Dáil debates

Tuesday, 12 February 2019

Comptroller and Auditor General (Amendment) Bill 2017: Second Stage [Private Members]

 

8:50 pm

Photo of Dara CallearyDara Calleary (Mayo, Fianna Fail) | Oireachtas source

We published this legislation in January 2018, immediately ahead of the publication of the so-called Project Ireland 2040 wish list. The first flagship project referred to in Project Ireland 2040, the national children's hospital, has been marked by incompetence and avoidance of responsibility. We have seen nothing in terms of concrete achievements or straight answers on what is a major overspend. This Bill will empower the Comptroller and Auditor General to do that. It gives responsibility to that office for parliamentary oversight of major infrastructure projects so that we do not have the kind of pass the parcel, dodge the bullet action that we have seen on the part of the Departments of Health, Public Expenditure and Reform, and Finance and the Department of the Taoiseach since the news of the overrun broke.

I am disappointed that the Government is abstaining rather than supporting this Bill.
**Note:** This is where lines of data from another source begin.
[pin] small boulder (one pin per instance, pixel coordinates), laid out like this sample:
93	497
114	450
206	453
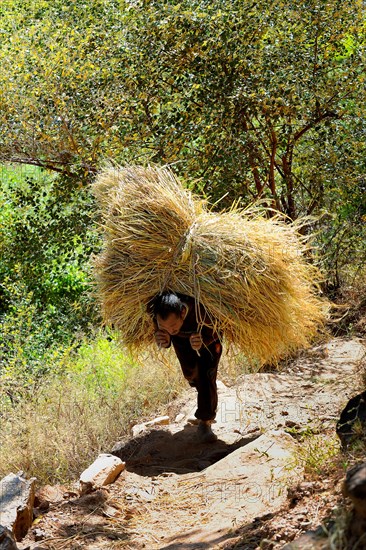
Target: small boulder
16	504
7	541
104	470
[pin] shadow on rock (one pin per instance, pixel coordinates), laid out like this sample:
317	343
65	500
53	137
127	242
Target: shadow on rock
159	451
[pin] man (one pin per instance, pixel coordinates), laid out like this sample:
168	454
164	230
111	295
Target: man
198	348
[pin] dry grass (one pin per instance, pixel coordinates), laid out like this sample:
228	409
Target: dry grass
248	272
74	417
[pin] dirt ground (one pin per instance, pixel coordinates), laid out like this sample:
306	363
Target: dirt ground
265	481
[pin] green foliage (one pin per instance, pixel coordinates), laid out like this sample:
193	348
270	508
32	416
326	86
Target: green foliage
235	93
45	243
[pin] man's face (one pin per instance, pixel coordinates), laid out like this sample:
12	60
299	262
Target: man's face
172	324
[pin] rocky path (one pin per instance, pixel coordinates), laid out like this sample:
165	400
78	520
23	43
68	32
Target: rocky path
179	494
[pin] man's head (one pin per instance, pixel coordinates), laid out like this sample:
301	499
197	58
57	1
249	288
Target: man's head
169	312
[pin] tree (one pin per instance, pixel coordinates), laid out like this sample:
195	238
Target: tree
235	93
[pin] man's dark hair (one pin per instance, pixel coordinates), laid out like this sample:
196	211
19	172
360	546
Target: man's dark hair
167	303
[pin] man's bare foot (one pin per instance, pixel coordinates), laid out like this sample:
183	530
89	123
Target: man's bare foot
205	432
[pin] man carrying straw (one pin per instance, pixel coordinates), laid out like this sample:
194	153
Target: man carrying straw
198	351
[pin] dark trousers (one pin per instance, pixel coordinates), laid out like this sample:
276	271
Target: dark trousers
200	371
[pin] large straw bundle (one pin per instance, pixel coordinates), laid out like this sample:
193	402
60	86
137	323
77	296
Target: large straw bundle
247	271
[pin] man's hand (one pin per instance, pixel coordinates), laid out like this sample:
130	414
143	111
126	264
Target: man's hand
162	338
196	341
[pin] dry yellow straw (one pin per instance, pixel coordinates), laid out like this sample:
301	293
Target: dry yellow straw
248	271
Support for this legislation would send a signal that the Government is interested in working with us on strengthening the Bill and addressing its weaknesses. We do not claim complete wisdom on this and had hoped that the Government would support the Bill and bring it to Committee Stage. I hope that we will have the support of other parties in the House and in that context, I acknowledge the support of Deputy Jonathan O'Brien. I hope we can bring the Bill to Committee Stage in order to strengthen it and to give taxpayers some assurance that this House has learned from the fiasco of the last number of weeks, is doing everything it can to prevent that kind of overspend from happening again and that it takes its responsibility, as the guardian and custodian of taxpayers' money, seriously. I want to assure the public that we can learn lessons, that events do not just happen and then we run away from them. We must learn lessons and change things.

Deputy Cowen has spoken about changes that need to be made in procurement. We cannot continue to award contracts to contractors who fail to deliver on projects or on budgets. We must look at the two-stage system and ask why we are still doing that kind of thing. We must examine our procurement more generally and ask why we are preventing small businesses and SMEs from engaging in the procurement process. We must ask why we are going with the cheapest bid every time because going after the cheapest bid on this occasion has landed us with an overspend of €400 million. The cheapest bid is not necessarily always the winner for the taxpayer, as we know to our cost.
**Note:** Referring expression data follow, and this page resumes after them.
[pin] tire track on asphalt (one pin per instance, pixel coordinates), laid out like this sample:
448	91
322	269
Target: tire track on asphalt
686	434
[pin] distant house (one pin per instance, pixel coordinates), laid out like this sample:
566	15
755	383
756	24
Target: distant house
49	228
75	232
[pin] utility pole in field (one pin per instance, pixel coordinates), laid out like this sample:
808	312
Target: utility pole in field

The Comptroller and Auditor General's office is fantastically expert in this area. Its staff are highly skilled and have a reputation for independence. The office is answerable to the Committee of Public Accounts and this Bill seeks to give the office extra powers to conduct this kind of analysis. We must stop farming this kind of operation out to private consultancy companies which have many different clients and many skins in many different games.
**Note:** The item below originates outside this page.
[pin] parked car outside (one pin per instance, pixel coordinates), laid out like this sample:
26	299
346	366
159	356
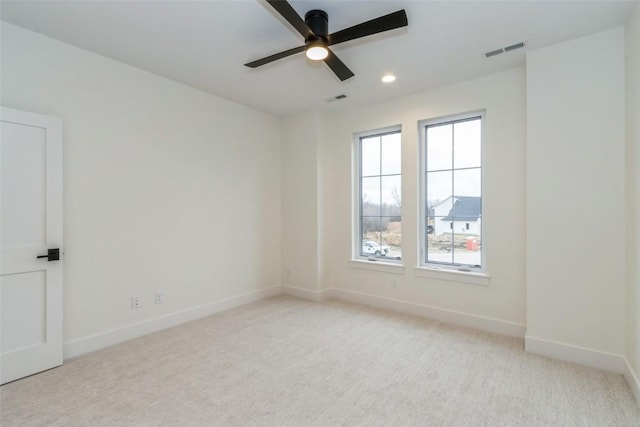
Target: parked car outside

In the case of the Comptroller and Auditor General's office, the only skin it has in the game is the taxpayer, representing taxpayers' interests and standing up for them. That is what this Bill is about.

One of the key shortcomings also outlined in the 2017 IMF review of capital planning was our focus on sectoral planning. Different Departments and different agencies undertake major infrastructural projects differently. They operate different policies and different procurement and tendering processes and this leads to projects hitting the bleachers in the way that the national children's hospital has done. We have consistently reiterated, and do so again, the need for a national infrastructural commission that will take responsibility for lining out all infrastructure projects, such that all of the expertise required to deliver big projects is in one body. This body would have the expertise, experience and financial clout and, most important, the responsibility to the taxpayer to deliver projects on budget and on time.

It is disappointing that the Government is taking an abstentionist role in regard to this Bill. It is disappointing that it continues to shrug the shoulders and to say "Oh well look that happened, but we will still get our hospital". Where is the party of fiscal responsibility? It is running in the opposite direction.